LAHORE:In a landmark environmental success story, Punjab has witnessed a significant improvement in air quality, with 2025 emerging as a turning point year. For the first time since the COVID-19 pandemic, Lahore recorded its lowest average Air Quality Index (AQI) levels, reflecting the effectiveness of sustained policy interventions by the provincial government and the Environment Protection Agency (EPA) Punjab.
According to a detailed assessment based on IQAir data, Pakistan’s average PM2.5 levels declined to 67.3 µg/m³ in 2025, marking an 8.7 per cent reduction compared to 2024.It is pertinent to mention here that during the previous years, the Punjab government termed the air quality data exaggerated and fake and now the Punjab government was relaxing the data of same website as authentic.
The EPD spokesperson said this breaks a four-year upward trend in pollution and establishes 2025 as the cleanest year for air quality in the post-pandemic period.Punjab emerged as the top-performing province, achieving a remarkable 33.2 per cent reduction in PM2.5 levels — from 116.6 µg/m³ in 2024 to 77.9 µg/m³ in 2025. This dramatic improvement underscores the success of coordinated environmental governance and enforcement strategies. The progress is widely attributed to the leadership and policy direction of Senior Minister Marriyum Aurangzeb, whose proactive oversight ensured strict implementation of anti-smog measures across sectors.

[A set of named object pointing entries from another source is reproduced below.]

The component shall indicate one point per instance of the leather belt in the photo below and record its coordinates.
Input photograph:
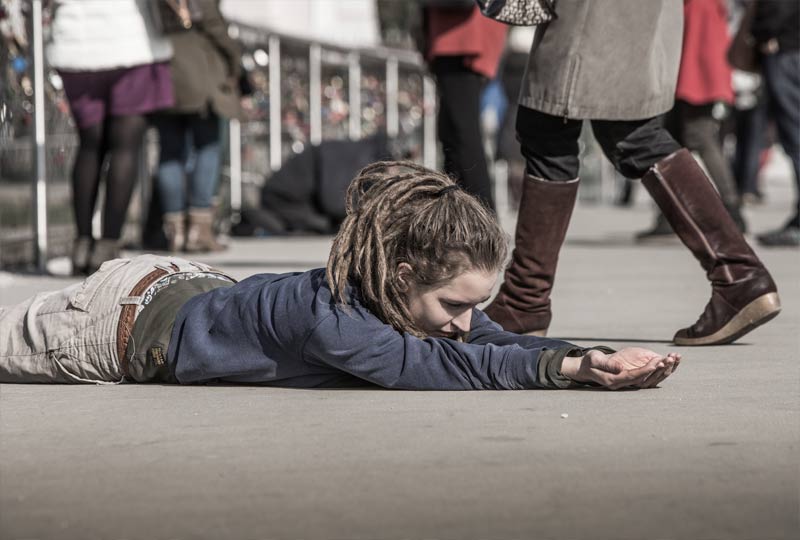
(128, 315)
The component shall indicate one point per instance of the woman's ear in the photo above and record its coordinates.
(404, 275)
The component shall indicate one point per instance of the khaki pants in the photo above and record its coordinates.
(70, 336)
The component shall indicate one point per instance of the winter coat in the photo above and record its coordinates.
(99, 35)
(206, 66)
(465, 32)
(606, 60)
(705, 75)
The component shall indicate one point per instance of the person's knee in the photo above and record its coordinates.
(549, 145)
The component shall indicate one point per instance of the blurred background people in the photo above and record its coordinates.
(205, 75)
(464, 50)
(776, 33)
(616, 64)
(702, 97)
(115, 70)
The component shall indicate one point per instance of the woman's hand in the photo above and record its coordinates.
(632, 367)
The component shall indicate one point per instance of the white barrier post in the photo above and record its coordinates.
(354, 97)
(275, 157)
(392, 106)
(315, 93)
(40, 138)
(235, 152)
(429, 122)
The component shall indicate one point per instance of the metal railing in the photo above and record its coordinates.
(303, 93)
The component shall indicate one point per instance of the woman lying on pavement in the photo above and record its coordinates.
(396, 307)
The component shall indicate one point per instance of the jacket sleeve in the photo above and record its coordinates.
(215, 28)
(356, 342)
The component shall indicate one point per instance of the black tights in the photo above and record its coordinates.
(120, 137)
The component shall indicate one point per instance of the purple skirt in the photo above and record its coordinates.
(93, 95)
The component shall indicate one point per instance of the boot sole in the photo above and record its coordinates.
(761, 310)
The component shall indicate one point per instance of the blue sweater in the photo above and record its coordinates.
(286, 330)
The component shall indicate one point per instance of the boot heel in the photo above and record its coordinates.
(761, 310)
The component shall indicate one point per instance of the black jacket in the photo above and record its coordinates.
(778, 19)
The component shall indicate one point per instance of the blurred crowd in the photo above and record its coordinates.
(175, 66)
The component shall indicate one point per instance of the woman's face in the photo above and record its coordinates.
(446, 310)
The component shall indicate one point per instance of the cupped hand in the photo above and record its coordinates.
(632, 367)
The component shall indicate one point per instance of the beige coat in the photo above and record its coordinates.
(606, 60)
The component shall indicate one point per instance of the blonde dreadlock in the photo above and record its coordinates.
(400, 212)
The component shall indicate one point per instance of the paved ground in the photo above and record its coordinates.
(713, 454)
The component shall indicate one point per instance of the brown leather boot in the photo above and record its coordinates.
(523, 303)
(743, 294)
(175, 230)
(200, 236)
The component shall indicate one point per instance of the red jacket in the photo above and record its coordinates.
(705, 75)
(465, 32)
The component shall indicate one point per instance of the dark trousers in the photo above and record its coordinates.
(695, 127)
(751, 140)
(459, 125)
(782, 78)
(550, 144)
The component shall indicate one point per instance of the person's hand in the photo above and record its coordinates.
(632, 367)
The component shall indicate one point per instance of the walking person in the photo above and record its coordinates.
(703, 95)
(205, 74)
(464, 50)
(395, 307)
(115, 70)
(616, 64)
(776, 33)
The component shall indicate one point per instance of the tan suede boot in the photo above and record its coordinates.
(175, 230)
(200, 236)
(743, 295)
(523, 303)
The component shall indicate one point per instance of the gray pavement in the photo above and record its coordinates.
(712, 454)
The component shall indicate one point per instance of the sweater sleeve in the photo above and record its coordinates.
(356, 342)
(551, 355)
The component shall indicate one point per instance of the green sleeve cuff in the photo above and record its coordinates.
(550, 361)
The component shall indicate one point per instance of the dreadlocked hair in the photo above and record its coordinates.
(400, 212)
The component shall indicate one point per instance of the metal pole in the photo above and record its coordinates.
(40, 173)
(392, 107)
(429, 122)
(315, 92)
(354, 88)
(275, 156)
(235, 150)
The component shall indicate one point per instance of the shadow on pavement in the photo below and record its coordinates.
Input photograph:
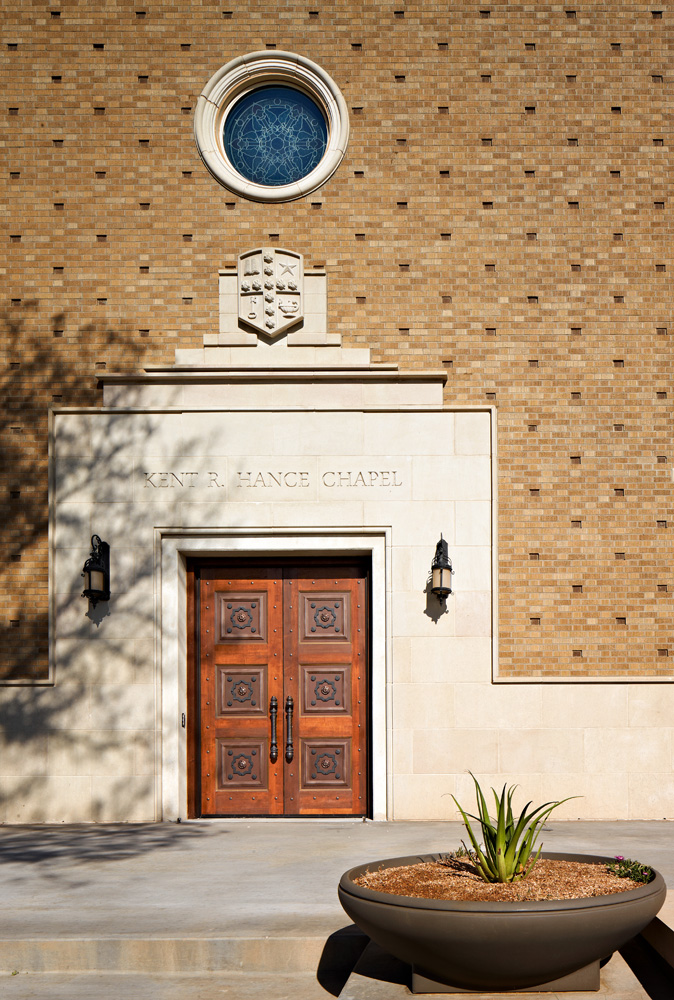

Supporting this effort, Secretary Environment Protection and Climate Change Department Silwat Saeed played a pivotal role in institutional coordination and policy execution, enabling a whole-of-government response to the smog crisis.
Punjab EPA Director General Imran Hamid Sheikh led an aggressive, data-driven enforcement regime that transformed environmental compliance across Punjab. Under the leadership of Imran Hamid Sheikh, enforcement actions witnessed an unprecedented scale and consistency over the past three years. From March to December 2024, EPA teams carried out over 62,000 visits, which increased significantly to more than 81,000 in 2025, reflecting an expanded operational footprint. Inspections surged from nearly 76,000 in 2024 to over 113,000 in 2025, while notices issued jumped from under 1,000 to more than 7,900 during the same period. The crackdown translated into tangible enforcement, with thousands of industrial units sealed, over 2,300 FIRs registered in 2025 alone, and environmental fines rising sharply to Rs192 million.
The introduction of water recyclers, numbering over 2,200 installations, alongside hundreds of mist sprinklers at construction sites, significantly reduced fugitive dust emissions — a major contributor to urban smog.
Experts describe this shift as a decisive policy-driven turnaround rather than a temporary environmental relief.A defining feature of the 2025 anti-smog strategy was the large-scale deployment of anti-smog guns across Lahore, which played a critical role in suppressing particulate matter during peak smog months.